TRIBUNE. La relation médecin-justice est pour l’essentiel normale et nécessaire. La médecine est indispensable dans l’exercice quotidien de la justice, expertise psychiatrique, médecine légale, certificats. Le médecin est dans ce cas un auxiliaire de justice.
Cependant du fait de l’intrusion du droit pénal dans les affaires de responsabilité des médecins au titre de l’article 289 du Code pénal, les rapports entre justice et les médecins connaissent depuis quelques années des tensions.
Par ailleurs, les médecins sont confrontés à une judiciarisation croissante de l’exercice médical. Les condamnations pénales de médecins créent quasiment à chaque fois une onde de choc au sein du corps médical avec une colère s’exprimant largement et lourdement contre les magistrats.
Cette situation n’est pas tant, du moins en partie, l’expression du syndrome de la robe noire contre la blouse blanche, du magistrat contre le médecin, mais plutôt et surtout une inadéquation du Droit pénal, Code pénal et Code de procédure pénale, à la spécificité de l’exercice médical.
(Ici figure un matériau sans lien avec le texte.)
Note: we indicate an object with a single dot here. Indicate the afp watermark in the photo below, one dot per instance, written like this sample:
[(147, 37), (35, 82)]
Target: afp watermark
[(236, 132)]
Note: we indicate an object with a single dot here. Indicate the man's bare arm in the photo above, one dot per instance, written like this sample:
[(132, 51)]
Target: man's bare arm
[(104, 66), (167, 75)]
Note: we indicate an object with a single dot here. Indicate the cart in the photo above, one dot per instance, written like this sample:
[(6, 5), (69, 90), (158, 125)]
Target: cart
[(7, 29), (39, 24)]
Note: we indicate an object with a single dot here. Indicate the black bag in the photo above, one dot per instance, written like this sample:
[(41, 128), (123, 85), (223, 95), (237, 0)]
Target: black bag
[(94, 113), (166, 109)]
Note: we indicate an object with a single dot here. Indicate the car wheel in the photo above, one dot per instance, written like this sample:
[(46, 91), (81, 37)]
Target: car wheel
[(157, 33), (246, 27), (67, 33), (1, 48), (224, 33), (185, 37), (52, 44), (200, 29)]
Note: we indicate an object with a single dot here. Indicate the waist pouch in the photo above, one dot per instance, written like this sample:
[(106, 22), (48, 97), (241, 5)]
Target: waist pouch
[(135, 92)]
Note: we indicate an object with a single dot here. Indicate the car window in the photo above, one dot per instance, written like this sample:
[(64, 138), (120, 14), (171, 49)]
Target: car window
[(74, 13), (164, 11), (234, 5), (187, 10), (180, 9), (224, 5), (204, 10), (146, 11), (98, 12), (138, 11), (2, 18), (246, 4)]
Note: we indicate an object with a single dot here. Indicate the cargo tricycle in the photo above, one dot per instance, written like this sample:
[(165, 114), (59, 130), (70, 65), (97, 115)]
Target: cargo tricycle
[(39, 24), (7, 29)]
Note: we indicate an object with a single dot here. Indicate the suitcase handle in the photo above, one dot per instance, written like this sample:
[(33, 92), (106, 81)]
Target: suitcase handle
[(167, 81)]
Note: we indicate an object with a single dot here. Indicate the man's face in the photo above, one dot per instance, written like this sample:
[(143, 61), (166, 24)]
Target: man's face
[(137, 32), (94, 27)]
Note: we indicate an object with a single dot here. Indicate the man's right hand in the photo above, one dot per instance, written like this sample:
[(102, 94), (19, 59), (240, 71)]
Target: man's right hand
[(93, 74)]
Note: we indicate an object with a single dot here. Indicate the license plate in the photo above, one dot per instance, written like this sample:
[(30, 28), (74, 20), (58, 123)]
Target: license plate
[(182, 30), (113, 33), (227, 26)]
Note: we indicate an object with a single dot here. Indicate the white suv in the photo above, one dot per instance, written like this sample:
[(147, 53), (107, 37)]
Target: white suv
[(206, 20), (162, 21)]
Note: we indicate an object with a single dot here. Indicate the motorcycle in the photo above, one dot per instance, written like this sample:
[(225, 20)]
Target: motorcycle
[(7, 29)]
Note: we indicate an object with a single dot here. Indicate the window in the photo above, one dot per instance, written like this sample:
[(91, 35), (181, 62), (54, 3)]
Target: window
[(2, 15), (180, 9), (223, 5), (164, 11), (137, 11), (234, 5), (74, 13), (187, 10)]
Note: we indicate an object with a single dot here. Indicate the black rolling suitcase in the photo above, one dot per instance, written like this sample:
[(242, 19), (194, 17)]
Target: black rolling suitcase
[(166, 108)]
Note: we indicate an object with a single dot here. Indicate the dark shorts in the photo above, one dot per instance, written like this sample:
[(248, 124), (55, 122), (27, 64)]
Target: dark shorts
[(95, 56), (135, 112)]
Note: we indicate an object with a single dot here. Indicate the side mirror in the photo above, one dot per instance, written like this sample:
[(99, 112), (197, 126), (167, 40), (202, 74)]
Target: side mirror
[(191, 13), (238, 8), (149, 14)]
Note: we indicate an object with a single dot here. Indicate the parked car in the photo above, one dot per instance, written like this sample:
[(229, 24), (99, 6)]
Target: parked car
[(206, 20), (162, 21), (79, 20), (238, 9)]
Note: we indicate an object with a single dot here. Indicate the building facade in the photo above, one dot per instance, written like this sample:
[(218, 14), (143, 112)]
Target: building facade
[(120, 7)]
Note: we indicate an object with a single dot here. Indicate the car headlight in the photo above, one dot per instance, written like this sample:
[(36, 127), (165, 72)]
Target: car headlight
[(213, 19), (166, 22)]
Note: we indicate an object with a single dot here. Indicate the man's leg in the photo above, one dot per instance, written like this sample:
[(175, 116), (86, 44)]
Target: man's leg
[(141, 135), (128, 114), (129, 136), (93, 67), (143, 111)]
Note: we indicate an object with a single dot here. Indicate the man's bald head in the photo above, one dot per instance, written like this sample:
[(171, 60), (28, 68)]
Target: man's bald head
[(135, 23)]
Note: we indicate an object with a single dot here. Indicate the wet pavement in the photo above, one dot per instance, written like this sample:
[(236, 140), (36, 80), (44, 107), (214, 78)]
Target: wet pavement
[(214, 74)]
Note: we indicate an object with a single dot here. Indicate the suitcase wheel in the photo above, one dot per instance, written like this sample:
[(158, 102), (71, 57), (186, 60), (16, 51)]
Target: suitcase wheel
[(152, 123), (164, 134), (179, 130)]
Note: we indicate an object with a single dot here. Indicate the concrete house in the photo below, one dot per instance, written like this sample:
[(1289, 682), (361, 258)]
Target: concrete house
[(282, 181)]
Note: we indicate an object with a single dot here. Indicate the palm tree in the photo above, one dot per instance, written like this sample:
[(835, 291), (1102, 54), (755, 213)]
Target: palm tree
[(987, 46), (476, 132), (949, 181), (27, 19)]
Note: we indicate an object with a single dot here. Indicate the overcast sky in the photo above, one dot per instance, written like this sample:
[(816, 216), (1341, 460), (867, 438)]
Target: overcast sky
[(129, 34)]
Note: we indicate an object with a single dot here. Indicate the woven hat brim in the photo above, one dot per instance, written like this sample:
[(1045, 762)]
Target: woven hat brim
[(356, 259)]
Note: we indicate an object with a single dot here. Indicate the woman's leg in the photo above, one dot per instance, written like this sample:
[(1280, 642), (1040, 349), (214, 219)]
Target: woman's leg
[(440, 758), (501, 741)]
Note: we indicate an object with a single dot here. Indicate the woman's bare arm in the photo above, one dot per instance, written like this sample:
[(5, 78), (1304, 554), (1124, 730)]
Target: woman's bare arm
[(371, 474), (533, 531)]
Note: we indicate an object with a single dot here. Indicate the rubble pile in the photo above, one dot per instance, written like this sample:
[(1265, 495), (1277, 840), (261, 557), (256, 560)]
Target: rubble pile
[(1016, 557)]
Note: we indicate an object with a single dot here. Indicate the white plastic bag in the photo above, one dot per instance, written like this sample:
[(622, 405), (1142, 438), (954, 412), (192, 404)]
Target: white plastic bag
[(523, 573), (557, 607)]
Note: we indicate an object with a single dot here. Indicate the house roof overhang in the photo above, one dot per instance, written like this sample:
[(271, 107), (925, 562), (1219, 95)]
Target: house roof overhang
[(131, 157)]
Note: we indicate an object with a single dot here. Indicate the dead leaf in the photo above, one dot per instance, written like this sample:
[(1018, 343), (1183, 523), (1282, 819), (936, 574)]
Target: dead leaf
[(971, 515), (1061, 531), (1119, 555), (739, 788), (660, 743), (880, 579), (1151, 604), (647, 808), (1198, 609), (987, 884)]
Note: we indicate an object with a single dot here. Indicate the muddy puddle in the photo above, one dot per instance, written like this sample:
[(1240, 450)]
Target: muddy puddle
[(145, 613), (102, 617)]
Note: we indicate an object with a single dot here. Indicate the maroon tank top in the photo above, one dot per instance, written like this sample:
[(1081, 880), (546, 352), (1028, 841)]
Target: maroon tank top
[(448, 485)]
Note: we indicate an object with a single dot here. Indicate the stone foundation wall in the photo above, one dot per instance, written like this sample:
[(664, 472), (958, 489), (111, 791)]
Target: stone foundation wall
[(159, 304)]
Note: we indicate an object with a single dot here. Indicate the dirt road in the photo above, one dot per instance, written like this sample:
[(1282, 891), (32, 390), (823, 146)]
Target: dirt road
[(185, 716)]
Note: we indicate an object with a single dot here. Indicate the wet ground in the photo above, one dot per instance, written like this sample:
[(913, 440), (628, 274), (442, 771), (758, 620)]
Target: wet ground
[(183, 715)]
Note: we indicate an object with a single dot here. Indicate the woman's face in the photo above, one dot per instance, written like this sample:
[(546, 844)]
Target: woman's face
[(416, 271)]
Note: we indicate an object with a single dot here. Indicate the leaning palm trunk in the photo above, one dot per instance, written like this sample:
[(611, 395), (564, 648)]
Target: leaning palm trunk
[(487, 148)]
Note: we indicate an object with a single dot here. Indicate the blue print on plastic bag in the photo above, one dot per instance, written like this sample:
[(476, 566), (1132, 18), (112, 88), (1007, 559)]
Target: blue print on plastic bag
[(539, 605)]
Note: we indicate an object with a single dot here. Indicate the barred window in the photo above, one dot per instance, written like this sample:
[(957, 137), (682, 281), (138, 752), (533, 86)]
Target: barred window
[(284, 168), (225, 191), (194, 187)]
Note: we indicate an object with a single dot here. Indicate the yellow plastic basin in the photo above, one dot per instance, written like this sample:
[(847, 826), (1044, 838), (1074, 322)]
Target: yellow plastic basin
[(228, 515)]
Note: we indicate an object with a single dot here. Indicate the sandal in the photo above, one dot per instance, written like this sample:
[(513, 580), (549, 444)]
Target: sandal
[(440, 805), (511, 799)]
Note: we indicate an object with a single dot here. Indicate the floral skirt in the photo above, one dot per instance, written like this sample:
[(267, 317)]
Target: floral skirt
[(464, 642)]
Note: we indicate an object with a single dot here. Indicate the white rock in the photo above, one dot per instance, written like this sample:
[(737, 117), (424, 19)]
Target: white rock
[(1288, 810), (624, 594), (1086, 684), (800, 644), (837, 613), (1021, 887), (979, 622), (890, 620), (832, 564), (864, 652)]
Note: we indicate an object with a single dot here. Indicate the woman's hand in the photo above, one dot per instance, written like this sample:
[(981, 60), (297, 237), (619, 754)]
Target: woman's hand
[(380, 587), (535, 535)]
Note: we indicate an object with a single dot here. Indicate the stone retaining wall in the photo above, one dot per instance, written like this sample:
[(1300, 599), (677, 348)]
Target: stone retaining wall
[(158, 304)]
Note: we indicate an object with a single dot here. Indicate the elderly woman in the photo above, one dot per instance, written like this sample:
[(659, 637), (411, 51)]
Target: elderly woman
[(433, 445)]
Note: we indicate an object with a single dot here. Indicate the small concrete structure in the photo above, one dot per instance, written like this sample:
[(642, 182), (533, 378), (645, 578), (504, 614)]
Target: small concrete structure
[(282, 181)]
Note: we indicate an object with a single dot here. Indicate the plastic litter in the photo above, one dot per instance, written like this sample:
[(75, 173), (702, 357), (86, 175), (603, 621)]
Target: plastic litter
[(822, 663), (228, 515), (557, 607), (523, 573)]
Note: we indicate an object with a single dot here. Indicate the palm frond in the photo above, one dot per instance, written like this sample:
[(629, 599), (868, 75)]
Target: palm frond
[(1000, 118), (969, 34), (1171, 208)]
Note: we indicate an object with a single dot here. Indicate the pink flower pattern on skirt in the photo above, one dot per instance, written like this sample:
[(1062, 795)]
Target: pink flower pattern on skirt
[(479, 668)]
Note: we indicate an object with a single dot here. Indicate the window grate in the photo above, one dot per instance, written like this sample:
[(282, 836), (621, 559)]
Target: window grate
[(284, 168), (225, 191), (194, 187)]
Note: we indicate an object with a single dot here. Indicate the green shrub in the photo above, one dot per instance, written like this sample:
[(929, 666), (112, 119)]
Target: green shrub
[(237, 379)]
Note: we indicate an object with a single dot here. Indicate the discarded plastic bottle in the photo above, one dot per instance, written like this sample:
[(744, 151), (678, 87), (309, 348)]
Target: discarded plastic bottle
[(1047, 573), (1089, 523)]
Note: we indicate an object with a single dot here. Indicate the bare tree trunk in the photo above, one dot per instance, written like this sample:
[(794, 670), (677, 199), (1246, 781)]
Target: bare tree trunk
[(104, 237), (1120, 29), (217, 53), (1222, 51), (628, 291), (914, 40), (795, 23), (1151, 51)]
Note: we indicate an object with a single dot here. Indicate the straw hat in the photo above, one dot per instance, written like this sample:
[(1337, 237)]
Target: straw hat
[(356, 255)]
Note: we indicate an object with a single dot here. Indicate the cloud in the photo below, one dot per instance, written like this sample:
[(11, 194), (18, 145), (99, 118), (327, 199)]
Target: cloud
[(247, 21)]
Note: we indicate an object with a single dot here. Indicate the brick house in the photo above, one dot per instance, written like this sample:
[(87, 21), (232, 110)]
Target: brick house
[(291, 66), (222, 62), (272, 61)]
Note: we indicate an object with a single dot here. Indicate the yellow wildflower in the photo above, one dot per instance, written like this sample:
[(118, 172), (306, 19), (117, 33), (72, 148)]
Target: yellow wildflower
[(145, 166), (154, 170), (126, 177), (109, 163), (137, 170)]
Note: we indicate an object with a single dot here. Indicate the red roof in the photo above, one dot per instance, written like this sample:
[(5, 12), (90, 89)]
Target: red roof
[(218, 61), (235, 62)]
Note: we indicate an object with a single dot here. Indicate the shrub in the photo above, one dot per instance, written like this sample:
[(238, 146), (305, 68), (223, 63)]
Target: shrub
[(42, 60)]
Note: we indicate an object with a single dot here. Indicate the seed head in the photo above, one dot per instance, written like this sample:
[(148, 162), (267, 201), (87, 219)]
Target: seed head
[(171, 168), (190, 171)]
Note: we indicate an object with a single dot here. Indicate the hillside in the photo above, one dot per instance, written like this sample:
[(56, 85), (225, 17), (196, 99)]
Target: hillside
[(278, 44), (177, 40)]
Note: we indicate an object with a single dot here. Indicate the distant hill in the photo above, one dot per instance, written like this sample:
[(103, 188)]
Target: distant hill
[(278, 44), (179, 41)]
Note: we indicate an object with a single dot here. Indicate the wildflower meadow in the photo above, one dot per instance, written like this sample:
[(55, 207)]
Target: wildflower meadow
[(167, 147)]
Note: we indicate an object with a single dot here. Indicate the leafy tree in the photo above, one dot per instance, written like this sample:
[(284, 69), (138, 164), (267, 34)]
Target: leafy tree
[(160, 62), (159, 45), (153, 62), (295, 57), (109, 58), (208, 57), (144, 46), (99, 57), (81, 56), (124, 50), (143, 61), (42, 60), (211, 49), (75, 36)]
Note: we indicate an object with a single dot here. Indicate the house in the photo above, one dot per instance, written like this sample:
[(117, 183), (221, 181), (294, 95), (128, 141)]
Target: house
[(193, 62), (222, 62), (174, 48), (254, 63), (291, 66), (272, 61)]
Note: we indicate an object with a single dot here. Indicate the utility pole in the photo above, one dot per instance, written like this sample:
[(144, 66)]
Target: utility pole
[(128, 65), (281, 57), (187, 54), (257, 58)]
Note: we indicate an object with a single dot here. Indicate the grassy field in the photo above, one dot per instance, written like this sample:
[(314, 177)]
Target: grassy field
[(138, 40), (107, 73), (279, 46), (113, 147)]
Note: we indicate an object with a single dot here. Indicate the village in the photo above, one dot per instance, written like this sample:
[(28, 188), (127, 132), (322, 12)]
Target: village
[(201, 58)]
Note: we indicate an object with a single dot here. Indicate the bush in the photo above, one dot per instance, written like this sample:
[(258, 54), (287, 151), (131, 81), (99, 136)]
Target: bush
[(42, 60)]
L’acte médical a ses spécificités, dans l’intentionnalité de bienfaisance, et des circonstances de gravité ou d’urgence dans lequel il peut intervenir, notion que les juges ne prennent pas ou très insuffisamment en considération dans leurs jugements. L’emprisonnement d’un médecin pour des blessures involontaires est douloureusement vécu par le médecin alors que son intention est de soulager, guérir et sauver des vies.
Cette réalité justifie, voire rend nécessaire une refondation de la relation médecin – justice sans remettre en cause le droit constitutionnel du citoyen à recourir à la justice de son pays et bien entendu sans revendiquer une quelconque irresponsabilité pour une faute médicale.
Cette redéfinition concernerait l’exonération du médecin de sa responsabilité pénale au titre de l’article 289 du Code pénal (CP), pour blessures involontaires, et quelques amendements du Code de procédure pénale, notamment en matière d’accès du citoyen à la voie pénale, de l’expertise médicale d’une part et d’autre part la création d’un cadre de règlements extra judiciaire des contentieux médecin et système de santé et patients..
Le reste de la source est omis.